How could I decide between two men so different, each of them calling to parts of me the other didn’t?

He held his hand out to me, an invitation I didn’t want to turn down. We were here, alone. Together.

Peta put herself between us. “No, I won’t let you hurt her.” Her words cut the tension like claws shredding silk.

“I’m not the one hurting her, Peta. I would never hurt her.” He spoke to her, but his eyes never left mine.

Breathing hard, I made myself stand and put my tall boots on. “We should eat and get some sleep. We have to find my father.”

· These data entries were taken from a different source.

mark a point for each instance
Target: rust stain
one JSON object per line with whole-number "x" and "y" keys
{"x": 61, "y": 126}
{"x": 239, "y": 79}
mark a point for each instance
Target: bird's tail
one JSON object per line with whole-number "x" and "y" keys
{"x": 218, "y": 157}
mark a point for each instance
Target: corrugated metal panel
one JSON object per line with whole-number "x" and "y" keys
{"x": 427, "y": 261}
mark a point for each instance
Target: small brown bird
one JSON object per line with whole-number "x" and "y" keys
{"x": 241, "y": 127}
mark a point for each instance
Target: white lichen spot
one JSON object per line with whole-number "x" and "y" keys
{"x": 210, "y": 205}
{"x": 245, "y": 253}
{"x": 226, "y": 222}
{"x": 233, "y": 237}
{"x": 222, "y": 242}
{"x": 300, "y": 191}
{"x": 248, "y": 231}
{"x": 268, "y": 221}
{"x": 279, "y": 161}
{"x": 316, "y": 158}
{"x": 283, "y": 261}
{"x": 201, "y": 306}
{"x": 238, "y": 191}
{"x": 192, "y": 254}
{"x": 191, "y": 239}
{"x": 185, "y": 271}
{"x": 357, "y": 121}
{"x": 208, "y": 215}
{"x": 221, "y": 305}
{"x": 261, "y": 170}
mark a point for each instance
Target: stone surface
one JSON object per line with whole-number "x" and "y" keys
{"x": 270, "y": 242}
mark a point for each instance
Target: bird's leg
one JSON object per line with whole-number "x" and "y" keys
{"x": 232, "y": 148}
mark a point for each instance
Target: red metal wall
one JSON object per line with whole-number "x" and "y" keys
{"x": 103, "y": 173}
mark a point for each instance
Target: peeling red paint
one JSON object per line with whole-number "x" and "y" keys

Cactus’s jaw tightened to the point I thought he would crack his teeth. He went to the table laden with food and spooned a bowl full of stew for himself. I followed his lead and filled a bowl for Peta, and then one for myself. Heavy with curry, the stew had thick chunks of meat and vegetables that had absorbed the flavor. I dipped flatbread into the liquid. “Peta, do you think you could do some snooping? See if Samara is right about dissension? I can’t believe there is nothing out of order here.”

She swiped a paw over her face, cleaning off the stew. “You make a good point. I can stay close to the mountain where there is no need for me to have the Sylph guide.”